Woon est un retour à la joie première : celle qu’on éprouve enfant, quand tout jeu est un univers complet. La complicité entre Mellano et Boulard atteint ici une dimension presque tactile : on perçoit le sourire derrière chaque note, la jubilation derrière chaque frappe. Et quand un petit motif électrique se glisse comme une taquinerie, c’est une façon de dire que rien ne sera jamais trop sérieux. Drown Town a l’allure d’une cité engloutie sous des trombes grises. La batterie s’y fait battement de cœur en alerte, la guitare y trace des filaments de lumière qui percent la pluie. C’est un morceau où l’on entend la résistance, la persistance, et puis, au bout, l’apaisement. Neurovision s’élève comme un monolithe : un long crescendo bâti pierre après pierre, jusqu’au sommet. Chaque strate sonore est posée avec soin, chaque montée est une promesse tenue. C’est le morceau où NO&RD montre sa capacité rare à faire respirer la tension, à la rendre organique. Enfin, Nordor clôt l’album dans un climat de majesté tranquille. La batterie sculpte un rythme ample, la guitare fait naître un ciel sans horizon. Ici, la puissance n’est plus un assaut, mais une marée lente qui vous engloutit sans heurt.

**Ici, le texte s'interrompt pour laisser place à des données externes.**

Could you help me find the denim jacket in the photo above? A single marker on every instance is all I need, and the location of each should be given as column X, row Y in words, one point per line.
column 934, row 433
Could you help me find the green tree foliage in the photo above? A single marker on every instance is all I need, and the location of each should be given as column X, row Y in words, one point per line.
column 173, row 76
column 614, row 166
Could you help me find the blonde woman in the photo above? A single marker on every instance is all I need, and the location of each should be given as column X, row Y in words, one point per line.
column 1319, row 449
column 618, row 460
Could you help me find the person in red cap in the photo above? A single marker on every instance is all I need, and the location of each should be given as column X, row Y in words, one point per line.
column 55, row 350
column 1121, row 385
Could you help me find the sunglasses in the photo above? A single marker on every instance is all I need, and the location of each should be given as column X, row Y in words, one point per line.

On referme TWOO avec la sensation d’avoir traversé un territoire inconnu, un lieu où la spontanéité et la maîtrise avancent bras dessus bras dessous. Mellano et Boulard ont inventé leur propre grammaire, faite d’urgences translucides et de silences suspendus. C’est une musique qui ne vous explique rien, mais qui vous invite à ouvrir toutes les portes. Une musique qui vous prend la main, puis vous lâche au bord d’un précipice, pour mieux vous apprendre à voler.

Prochainement en programmation dans Solénoïde, émission des musiques imaginogènes diffusée sur 30 radios/50 antennes FM-DAB !

A propos de NO&RD

NO&RD, c’est la rencontre explosive d’Olivier Mellano et Régïs Boulard.

Guitariste aventureux, Mellano passe avec brio du rock à la musique contemporaine, sculptant des paysages sonores puissants et imprévisibles. À la batterie, Boulard, figure rennaise nourrie de punk, jazz et free jazz, insuffle une énergie brute et virtuose.

À deux, ils forment NO&RD : un laboratoire sonore où improvisation, intensité et liberté totale se conjuguent en un tourbillon musical unique.